Don’t blame yourself, it was an accident and accidents happen. She will heal and you will all smile again.
All my love to you and your beautiful family my lovely friend x
Oh my word, I nearly broke down reading this! Like all the other lovely commenters have said its totally not your fault – but I’m guessing that hearing that a million times won’t stop you feeling the in built mummy guilt! Sending huge get well wishes to little BB and gin/wine to help you! X
Oh no! This is NOT your fault, just one of those awful accidents that happen. So so sorry to head this and I hope you get some reassuring news soon
XxX
Oh Jane. Sending huge hugs to you and BB. xx
Such bad luck. Sorry for you all. It is not your doing as I’m sure your rational side knows. The funny will return. x
Guilt is a crappy emotion.Huge hugs to BB and you all xx
What a nightmare for you. And I don’t know how you stop an almost two year old from doing the things children her age do. I hope she’s on the mend very soon x
Hugs to all of you.
I cant even imagine, I know how I feel when I bump Lola by accident….. hugs to you all. And I know you wont believe me, but it’s really not your fault, and she wont blame you. xx
I always read your blog, but don’t always comment. But I felt I had to for this one. Just wanted to say that you are clearly such a wonderful, caring, amazing Mum. Please don’t blame yourself. This is so unfair on all of you, and you just didn’t deserve this to happen. But I’m learning that bad things happen to good people all the time. Wishing BB all the best and hope she feels better soon. x
Oh no! It isn’t your fault at all. No-one could have predicted that happening. It is just really really rotten luck. Hope she is on the mend. Am sure she won’t even remember it when she is bigger. Sending virtual hugs x
I am so sorry you all have to go through this and that your fun day out didn’t end up so well. I hope bb is better soon.

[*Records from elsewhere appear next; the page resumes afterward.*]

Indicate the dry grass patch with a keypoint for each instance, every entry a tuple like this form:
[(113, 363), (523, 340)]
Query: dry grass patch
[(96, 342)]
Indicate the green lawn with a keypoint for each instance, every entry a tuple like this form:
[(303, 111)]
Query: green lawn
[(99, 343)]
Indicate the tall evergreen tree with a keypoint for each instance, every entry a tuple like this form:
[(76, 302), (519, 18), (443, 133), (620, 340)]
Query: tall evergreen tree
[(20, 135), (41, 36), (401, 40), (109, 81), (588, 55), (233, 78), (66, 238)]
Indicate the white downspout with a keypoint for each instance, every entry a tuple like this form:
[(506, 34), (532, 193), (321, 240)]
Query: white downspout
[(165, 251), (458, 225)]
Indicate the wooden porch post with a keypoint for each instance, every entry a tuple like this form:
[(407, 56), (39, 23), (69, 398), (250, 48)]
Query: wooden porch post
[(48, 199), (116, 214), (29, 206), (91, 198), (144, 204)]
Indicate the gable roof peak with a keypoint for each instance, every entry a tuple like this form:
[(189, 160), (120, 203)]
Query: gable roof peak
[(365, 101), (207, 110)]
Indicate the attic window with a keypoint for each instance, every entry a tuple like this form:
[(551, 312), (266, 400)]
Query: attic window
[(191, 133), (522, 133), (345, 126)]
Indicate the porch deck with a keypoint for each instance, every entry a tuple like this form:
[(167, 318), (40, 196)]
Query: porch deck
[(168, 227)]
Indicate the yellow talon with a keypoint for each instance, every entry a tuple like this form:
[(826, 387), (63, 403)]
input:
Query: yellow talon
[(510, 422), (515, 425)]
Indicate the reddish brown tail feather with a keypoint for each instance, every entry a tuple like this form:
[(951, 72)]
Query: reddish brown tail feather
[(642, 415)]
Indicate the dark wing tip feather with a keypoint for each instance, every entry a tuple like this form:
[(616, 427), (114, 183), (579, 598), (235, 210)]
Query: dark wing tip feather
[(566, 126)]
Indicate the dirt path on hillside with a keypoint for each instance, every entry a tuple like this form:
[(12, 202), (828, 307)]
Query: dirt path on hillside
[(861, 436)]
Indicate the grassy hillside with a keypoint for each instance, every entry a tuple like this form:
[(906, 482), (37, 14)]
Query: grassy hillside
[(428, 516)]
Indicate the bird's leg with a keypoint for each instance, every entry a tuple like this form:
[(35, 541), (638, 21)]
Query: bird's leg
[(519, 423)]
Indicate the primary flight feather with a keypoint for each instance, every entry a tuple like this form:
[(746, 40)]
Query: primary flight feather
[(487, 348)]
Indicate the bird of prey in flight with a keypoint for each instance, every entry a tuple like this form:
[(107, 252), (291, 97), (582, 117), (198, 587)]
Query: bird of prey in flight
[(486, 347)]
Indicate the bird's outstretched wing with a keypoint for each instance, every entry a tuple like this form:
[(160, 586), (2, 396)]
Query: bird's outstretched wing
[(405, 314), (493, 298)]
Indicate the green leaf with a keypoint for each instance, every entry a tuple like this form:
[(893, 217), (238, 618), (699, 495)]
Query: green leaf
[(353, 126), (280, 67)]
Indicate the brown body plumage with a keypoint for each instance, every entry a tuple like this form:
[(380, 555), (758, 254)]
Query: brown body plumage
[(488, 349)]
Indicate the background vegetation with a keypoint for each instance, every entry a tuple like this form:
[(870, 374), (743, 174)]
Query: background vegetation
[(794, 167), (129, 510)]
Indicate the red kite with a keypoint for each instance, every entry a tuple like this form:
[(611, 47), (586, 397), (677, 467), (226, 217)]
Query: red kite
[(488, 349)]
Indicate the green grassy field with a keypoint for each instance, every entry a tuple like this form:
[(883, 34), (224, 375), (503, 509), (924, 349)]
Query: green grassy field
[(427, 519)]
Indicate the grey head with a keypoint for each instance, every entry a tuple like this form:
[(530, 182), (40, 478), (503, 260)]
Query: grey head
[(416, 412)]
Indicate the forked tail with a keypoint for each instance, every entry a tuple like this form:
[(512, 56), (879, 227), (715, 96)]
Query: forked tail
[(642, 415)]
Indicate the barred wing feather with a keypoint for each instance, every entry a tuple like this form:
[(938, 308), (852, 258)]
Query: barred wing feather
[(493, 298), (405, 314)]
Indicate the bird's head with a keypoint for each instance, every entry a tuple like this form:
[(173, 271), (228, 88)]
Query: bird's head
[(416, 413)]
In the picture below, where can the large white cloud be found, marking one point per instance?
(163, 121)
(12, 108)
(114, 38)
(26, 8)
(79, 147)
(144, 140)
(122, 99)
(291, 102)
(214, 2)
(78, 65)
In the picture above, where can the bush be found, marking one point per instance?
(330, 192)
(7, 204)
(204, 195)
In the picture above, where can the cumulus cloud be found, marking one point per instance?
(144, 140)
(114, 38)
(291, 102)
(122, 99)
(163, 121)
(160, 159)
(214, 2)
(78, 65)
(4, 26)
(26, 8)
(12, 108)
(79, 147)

My heart absolutely goes out to you. Hope her pain is under control soon and you can forgive yourself as quickly as she will forgive you x
I’ve been meaning to comment on this all day. What you went through was horrible. And I get the sense you are replaying the whole thing in your mind and wishing things were different? Please, please dont blame yourself. Hopefully BB’s hip will be okay … why wouldn’t you have put her on the slide? She could have had an accident with her leg in other ways. You were just helping her life back to normal again. Fingers crossed its all okay. X
Hey, hugs from up north! Kids have accidents, even those in spina casts and you would be denying her a proper childhood without accidents! As you have already found out she is very resilient to adversity and reading today’s post about your trip to hospital think about the smash you would all have missed out on if this hadn’t happened! We send you all our love and are sure that you will all come through Sandi and Jen xxxx
Do not blame yourself. I hope BB is ok and feels better soon!
Oh no! What a terrible thing to happen! Poor BB and poor poor you. I suspect she will recover from this a lot faster than you will. Hope you’re okay.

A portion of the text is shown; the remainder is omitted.